Osée, III, 4. Le prophète reprend sa femme. « 1. Le Seigneur me dit : Allez, et aimez encore une femme adultère, qui est aimée d’un autre que de son mari, comme le Seigneur aime les enfants d’Israël, pendant qu’ils mettent leur confiance en des dieux étrangers, et qu’ils aiment le marc du vin, au lieu du vin même. 2. Je donnai donc à cette femme quinze pièces d’argent, et une mesure et demie d’orge. 3. Alors je lui dis : Vous m’attendrez pendant plusieurs jours ; vous ne vous abandonnerez cependant à personne ; vous n’épouserez point un autre mari ; et je vous attendrai aussi moi-même ; 4. C’est l’état où les enfants d’Israël seront pendant un long temps, sans roi, sans prince, sans sacrifice, sans autel, sans éphod, et sans théraphins » (tr. Sacy). Commentaire : « Les nouveaux interprètes croient que le mot de théraphins signifie des idoles en cet endroit aussi bien que dans tous les autres. Et ce sens semble avoir plus de rapport avec ce qui précède, où le prophète dit à la femme que Dieu lui avait ordonné d’épouser pour être la figure de la Synagogue, qu’il ne vivrait point avec elle pendant un longtemps, et qu’elle aussi ne s’abandonnerait point à un autre. Car c’est l’état où sont aujourd’hui les Juifs, et où ils demeureront jusques à la fin du monde, étant en effet sans autel et sans sacrifice, depuis la destruction de Jérusalem, qui est le seul lieu où ils pourraient sacrifier selon la loi, et en même temps sans théraphins, c’est-à-dire sans idoles, puisqu’ils ne conservent toujours une grande aversion de l’idolâtrie. [...] Le prophète dit qu’après cela les enfants d’Israël reviendront à Dieu de tout leur cœur, et le rechercheront, selon quelques-uns, sous la conduite de Zorobabel appelé David, parce qu’il était de sa race. Mais ces paroles s’entendent visiblement de la conversion des Juifs ». Le commentaire de la note sur le sens spirituel de ce passage insiste sur le fait que la prophétie d’Osée, selon saint Augustin, « marque expressément la conversion des Juifs, qui doit arriver à la fin du monde ».

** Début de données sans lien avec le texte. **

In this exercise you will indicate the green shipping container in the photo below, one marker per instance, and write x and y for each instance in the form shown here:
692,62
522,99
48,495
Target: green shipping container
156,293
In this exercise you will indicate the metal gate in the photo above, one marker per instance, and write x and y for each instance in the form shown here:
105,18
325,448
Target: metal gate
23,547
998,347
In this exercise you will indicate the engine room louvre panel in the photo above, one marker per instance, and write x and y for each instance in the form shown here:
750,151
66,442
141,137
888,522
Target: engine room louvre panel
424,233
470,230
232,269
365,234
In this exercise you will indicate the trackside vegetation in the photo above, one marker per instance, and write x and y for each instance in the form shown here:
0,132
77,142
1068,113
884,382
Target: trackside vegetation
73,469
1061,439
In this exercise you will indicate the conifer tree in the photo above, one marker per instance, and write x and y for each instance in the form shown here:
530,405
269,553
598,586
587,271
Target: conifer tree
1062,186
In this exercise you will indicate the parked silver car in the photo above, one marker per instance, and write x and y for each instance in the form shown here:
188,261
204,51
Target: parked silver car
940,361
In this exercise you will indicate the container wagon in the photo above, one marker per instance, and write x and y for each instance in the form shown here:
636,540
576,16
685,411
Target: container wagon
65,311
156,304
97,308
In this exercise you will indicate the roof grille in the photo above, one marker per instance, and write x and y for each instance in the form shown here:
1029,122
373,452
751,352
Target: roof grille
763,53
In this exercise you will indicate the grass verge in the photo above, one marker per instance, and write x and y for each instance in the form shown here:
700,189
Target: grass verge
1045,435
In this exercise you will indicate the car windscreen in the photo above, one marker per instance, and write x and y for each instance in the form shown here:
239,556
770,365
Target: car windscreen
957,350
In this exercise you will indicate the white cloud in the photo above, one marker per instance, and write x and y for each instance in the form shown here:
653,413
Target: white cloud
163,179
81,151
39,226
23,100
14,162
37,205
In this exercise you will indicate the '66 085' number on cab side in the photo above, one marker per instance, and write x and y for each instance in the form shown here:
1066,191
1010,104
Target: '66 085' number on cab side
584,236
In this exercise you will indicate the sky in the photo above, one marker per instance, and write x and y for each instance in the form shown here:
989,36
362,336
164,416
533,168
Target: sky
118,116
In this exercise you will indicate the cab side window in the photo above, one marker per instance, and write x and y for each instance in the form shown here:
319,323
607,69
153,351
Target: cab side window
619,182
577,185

Le mot idole rend le mot theraphin, comme l’indique le commentaire de la Bible de Port-Royal.
Que les Juifs subsisteraient toujours néanmoins en peuple.
Jér. 31, 36.
Jérémie, XXXI, 36. « Si defecerint leges istae coram me, dicit Dominus : tunc et semen Israël deficiet, ut non sit gens coram me cunctis diebus ». Tr. de Port-Royal : « Si ces lois de l’ordre du monde peuvent cesser devant moi, dit le Seigneur, alors la race d’Israël cessera d’être mon peuple pour toujours ». M. Le Guern souligne qu’il s’agit d’une supposition impossible, de sorte que le passage doit être entendu a contrario.